En un siècle et demi, la République Française a toujours été dirigée par des hommes. L’Assemblée nationale et le Sénat n’ont jamais eu de présidente et n’ont jamais été paritaires, malgré l’inscription de la parité dans la constitution il y a plus de vingt ans. Seulement 11,4 % des président·e·s de conseils communautaires, 19,8 % des maires, 20,2 % des président·e·s de conseils départementaux et 31,6 % des président·e·s de conseils régionaux sont des femmes.
Si des visions féministes ont commencé à faire leur chemin au sein de certains partis grâce à la mobilisation de femmes politiques, elles sont régulièrement reléguées au second plan à mesure que les échéances électorales approchent, ou instrumentalisées à des fins électoralistes.
Les hommes politiques peuvent porter des revendications féministes et être des alliés au sein de leurs mouvements, mais ce soutien doit aller de pair avec une remise en cause de l’entre-soi masculin qui caractérise la vie politique, comme l’ont souligné les initiatrices de #MeTooPolitique. Les partis doivent mener des politiques volontaristes en la matière, nommer des candidates en position de gagner et, par la suite, former des gouvernements paritaires et nommer des femmes aux postes à responsabilité dans les institutions publiques.

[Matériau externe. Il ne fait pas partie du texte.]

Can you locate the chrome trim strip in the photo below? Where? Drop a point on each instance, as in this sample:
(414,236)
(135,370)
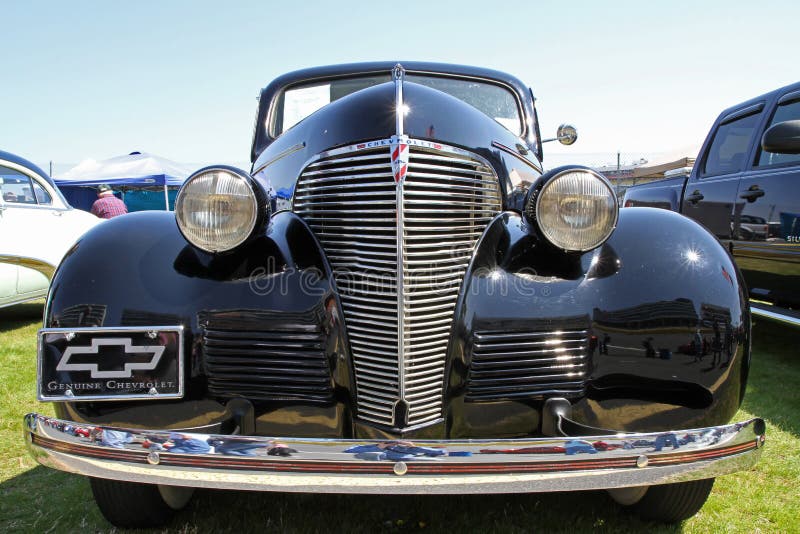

5. Co-construire avec les associations et les activistes féministes
Les politiques publiques féministes doivent être co-construites avec les personnes concernées. Un dialogue permanent doit être entretenu avec les associations féministes dans toute leur diversité, qu’elles se mobilisent contre les discriminations raciales ou religieuses, envers les personnes LGBTQIA+, les personnes en situation de handicap, ou les personnes migrantes.
La pandémie de COVID19 a rappelé les limites des politiques publiques de santé descendantes et la nécessité d’impliquer les organisations de la société civile.